FP Arith/Mem Rd Instr. Ratio

This metric represents the ratio between arithmetic floating point instructions and memory read instructions. A value less than 0.5 might indicate unaligned data access for vector operations, which can negatively impact the performance of vector instruction execution.

FP Arith/Mem Wr Instr. Ratio

This metric represents the ratio between arithmetic floating point instructions and memory write instructions. A value less than 0.5 might indicate unaligned data access for vector operations, which can negatively impact the performance of vector instruction execution. The metric value might indicate unaligned access to data for vector operations.

Intel® Omni-Path Fabric Interconnect Bandwidth and Packet Rate

(Available for compute nodes equipped with Intel® Omni-Path Fabric (Intel® OP Fabric) and with Intel® VTune™ Profiler drivers installed)

Average interconnect bandwidth and packet rate per compute node, broken down by outgoing and incoming values. High values close to the interconnect limit might lead to higher latency network communications. The interconnect metrics are available for Intel Omni-Path Fabric when the Intel VTune Profiler driver is installed.

GPU Metrics

This section contains metrics that enable you to analyze the efficiency of GPU utilization within your application.

GPU Accumulated Time

This is the sum total of all times when each GPU stack had at least one thread scheduled.
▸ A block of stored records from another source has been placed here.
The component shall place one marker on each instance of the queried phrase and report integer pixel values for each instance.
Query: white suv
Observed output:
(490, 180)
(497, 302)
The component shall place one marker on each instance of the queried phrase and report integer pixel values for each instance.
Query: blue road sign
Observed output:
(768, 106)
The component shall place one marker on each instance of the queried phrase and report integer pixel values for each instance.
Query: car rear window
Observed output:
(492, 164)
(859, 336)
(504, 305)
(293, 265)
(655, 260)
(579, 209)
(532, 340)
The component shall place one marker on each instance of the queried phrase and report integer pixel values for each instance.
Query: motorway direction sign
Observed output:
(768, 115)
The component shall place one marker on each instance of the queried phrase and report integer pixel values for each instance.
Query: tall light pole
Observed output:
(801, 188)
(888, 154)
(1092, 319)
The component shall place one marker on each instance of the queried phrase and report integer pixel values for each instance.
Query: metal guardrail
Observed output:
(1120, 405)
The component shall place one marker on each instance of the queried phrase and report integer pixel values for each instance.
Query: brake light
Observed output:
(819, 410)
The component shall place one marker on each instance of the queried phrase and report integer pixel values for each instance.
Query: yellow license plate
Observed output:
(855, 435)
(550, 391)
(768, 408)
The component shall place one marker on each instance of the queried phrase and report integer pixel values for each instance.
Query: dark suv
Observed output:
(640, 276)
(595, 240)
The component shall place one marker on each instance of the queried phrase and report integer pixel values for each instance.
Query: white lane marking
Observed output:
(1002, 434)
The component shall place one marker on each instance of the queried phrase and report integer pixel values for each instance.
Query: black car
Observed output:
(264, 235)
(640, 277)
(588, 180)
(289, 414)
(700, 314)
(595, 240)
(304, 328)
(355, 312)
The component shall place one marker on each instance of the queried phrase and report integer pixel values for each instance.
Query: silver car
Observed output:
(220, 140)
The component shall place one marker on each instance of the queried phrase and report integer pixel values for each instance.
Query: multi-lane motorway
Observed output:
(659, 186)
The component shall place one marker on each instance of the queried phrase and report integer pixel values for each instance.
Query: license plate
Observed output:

GPU IPC (Instructions Per Cycle)

This is the average number of instructions per cycle processed by the two FPU pipelines of Intel ®Integrated Graphics.

GPU Stack Utilization

The average portion of time during when at least one GPU XVE thread was scheduled on each GPU stack. This metric is a percentage of the GPU Accumulated Time. This metric has a second-level breakdown by state:

  • XVE Active: The normalized sum of all cycles on all cores spent actively executing instructions.
  • XVE Idle: The normalized sum of all cycles on all cores when no threads were scheduled on a core.
  • XVE Stalled: The normalized sum of all cycles on all cores spent stalled. At least one thread was loaded, but the core remained stalled.

PCIe Metrics

Average bandwidth of inbound read and write operations initiated by PCIe devices. The data is shown for GPU and network controller devices.